I (40F) just blew up my marriage with husband (46M). Now I don’t know what to do.

Last night started pretty normal. Husband and I had a pretty laid back evening. For background, we had a pretty stable relationship; we have a good division of labor and don't argue about finances. There have been a few naked button issues that keep recurring over our 15 year relationship; 10 year marriage.

The first is that his family walks all over me when they come to visit. They have gotten somewhat better, but still treat my home like it's their personal Airbnb: taking over my kitchen, taking the remote and choosing what we are watching on TV, declaring what will be for dinner, setting up games at the table and saying everyone is going to play, and inviting additional people to come and stay without asking. I feel invisible and disrespected. Husband knows this, and has spoken to his dad, who has improved a little.

The second is that SIL gave an ex girlfriend Husband's phone number when they ran into each other right after Husband and I got married. Husband usually had me check his phone when he gets messages while working in the yard to determine whether it's important enough disturb his work. I see these messages where she is majorly flirty, complaining about her marriage (she is now divorced), and reminiscing on their old relationship. I felt betrayed. I told Husband that I felt uncomfortable with him messaging her. He explained SIL gave her his contact info and they started messaging. I felt doubly betrayed. He said he didn't see a reason not to keep messaging her.

Third: we moved for his career 2 times, so I often don't know people in our new locations. When we go to events, he completely leaves me alone where I don't know anyone. I've asked him to stay with me while he mingles with people, but he continues to "disappear" at parties. Recently, we went to New Orleans for a wedding. During the second parade he took off running ahead and left me alone marching in the back down the darkness of Bourbon Street.

There are others issues… for the past 3 months our sex on-line was completely dead. Anyway, last weekend SIL came to visit. She was fine at first, but then took over the kitchen. Then she took our clothes out of the washing machine (not washed yet) and put her clothes in. She had her foster children there and the whole time she yelled, and yelled, and yelled at them. I was so exhausted hosting and overwhelmed by the yelling. I think the 4 year old spent more time standing looking at the wall in time out than doing anything else. I was so overstimulated and sad the whole time. She left on Tuesday and I had nightmares about her yelling and the children crying for days afterward.

So on to last night. I asked Husband if he saw a message I sent on FB. I don't usually use FB, so he was surprised and said he didn't get it. He got his phone and showed me.

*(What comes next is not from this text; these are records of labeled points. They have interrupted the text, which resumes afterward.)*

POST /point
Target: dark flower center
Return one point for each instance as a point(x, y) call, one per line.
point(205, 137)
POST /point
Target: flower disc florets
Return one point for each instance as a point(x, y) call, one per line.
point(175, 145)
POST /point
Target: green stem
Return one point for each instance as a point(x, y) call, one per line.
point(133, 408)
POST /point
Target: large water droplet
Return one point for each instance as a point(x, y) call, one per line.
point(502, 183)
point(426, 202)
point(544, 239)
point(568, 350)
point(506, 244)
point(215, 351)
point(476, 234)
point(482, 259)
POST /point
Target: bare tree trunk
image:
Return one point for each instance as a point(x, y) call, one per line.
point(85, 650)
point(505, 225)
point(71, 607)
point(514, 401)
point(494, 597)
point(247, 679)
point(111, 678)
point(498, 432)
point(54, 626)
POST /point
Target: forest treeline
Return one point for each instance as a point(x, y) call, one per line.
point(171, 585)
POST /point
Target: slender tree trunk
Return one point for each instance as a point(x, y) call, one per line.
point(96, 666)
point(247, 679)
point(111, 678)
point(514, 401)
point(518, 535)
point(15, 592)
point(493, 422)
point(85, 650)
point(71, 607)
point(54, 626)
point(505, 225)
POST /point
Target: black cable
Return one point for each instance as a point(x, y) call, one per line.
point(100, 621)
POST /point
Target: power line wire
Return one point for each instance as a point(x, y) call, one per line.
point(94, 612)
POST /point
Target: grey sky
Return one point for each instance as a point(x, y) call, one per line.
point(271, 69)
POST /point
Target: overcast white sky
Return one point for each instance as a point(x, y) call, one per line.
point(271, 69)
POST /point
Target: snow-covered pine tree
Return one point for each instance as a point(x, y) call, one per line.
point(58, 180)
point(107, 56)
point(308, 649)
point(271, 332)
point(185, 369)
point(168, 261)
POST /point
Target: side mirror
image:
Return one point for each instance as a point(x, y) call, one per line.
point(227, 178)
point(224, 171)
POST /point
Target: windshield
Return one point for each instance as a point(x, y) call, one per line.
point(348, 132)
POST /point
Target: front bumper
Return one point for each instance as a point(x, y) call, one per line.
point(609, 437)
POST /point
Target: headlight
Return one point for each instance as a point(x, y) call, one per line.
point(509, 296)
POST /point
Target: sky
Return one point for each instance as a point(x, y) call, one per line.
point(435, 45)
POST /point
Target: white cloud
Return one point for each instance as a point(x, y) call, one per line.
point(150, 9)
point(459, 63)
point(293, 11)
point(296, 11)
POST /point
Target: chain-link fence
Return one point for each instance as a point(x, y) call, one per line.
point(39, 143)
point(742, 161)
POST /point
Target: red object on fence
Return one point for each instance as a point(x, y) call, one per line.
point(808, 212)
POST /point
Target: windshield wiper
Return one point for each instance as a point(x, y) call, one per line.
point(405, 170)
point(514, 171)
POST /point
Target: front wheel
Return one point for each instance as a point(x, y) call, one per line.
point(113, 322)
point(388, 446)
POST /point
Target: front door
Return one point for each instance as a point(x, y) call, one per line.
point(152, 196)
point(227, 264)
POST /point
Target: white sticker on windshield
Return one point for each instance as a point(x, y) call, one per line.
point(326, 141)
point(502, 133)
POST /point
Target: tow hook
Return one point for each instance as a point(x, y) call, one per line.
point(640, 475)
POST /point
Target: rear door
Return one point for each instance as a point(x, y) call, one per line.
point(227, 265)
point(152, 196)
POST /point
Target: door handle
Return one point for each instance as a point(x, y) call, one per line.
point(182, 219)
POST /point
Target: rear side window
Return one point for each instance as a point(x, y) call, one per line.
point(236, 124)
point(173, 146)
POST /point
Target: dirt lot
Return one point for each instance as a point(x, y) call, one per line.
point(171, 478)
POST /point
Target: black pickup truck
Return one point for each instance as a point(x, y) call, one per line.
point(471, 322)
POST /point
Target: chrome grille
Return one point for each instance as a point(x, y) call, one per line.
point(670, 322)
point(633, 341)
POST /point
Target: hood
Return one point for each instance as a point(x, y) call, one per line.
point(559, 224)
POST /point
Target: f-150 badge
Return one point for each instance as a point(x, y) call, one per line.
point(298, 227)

I see the name of Ex on the list of people he has been messaging. After the exhausting weekend feeling disrespected, this was just like a punch in the stomach. I agreed that I didn't see the message and showed him on my end that it was sent. We agreed it was odd.

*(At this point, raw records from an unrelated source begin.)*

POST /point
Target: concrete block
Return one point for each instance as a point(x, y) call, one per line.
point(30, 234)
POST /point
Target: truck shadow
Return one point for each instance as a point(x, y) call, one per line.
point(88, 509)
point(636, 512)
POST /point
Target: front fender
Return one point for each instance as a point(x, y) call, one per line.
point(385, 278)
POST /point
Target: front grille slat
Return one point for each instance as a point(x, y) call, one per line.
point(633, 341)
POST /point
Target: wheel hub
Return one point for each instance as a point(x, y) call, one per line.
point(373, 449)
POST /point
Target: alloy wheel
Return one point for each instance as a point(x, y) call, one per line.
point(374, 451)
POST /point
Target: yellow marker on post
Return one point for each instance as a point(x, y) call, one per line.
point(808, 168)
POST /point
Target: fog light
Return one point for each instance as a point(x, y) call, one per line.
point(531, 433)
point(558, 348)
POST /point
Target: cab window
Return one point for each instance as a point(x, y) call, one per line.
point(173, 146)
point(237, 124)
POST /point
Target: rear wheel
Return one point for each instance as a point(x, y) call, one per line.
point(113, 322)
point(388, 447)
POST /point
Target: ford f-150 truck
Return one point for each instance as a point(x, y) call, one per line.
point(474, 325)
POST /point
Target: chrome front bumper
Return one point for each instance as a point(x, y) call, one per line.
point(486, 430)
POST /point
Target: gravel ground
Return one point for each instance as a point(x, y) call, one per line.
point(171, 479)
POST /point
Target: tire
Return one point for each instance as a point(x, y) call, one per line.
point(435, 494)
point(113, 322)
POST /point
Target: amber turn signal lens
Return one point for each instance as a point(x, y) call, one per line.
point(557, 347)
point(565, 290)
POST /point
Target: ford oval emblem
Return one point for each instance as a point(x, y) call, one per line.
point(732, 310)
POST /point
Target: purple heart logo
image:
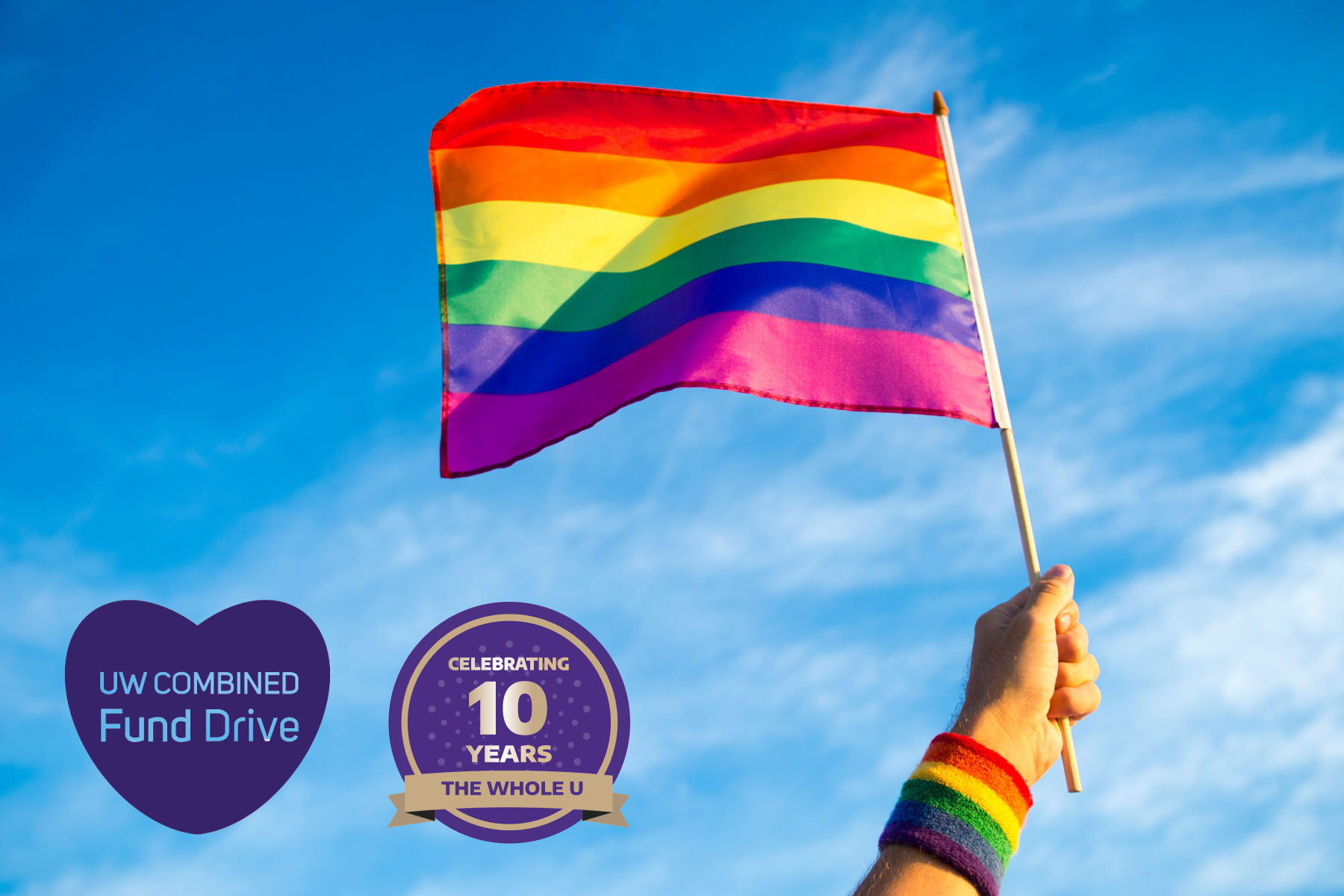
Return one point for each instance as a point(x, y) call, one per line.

Later, I could not hold it in. I said I saw Ex on his messages. I was hurt. He got defensive and said it's fine. Nothing is going on. I said it still upsets me. He yells and brings up all sorts of things that were not related. I started watching his body language. Time seemed to slow down and it was like I was no longer in my own body. I calmly and slowly walked up to him. Took my ring off. Put the ring in his hand and said. "I'm done. It's over. I'm going to take my things out of our room and sleep in the guest room. Keep your friend. I'm done." At the time I was so eerily calm. I meant what I said.

I still cannot believe I did this. I still think I meant it. I really love my husband, but I am not feeling loved. It feels like I'm trying to puppeteer a skeleton in this marriage. I don't know what to do now. We are talking civilly this morning but have not brought it up. I am torn. Part of me can't see what a life without him would look like, but another part doesn't know that this is a situation I can sustain. We have gone to counseling before, but it was not helpful. I always left feeling worse, and so did he. What are your thoughts? Advice please!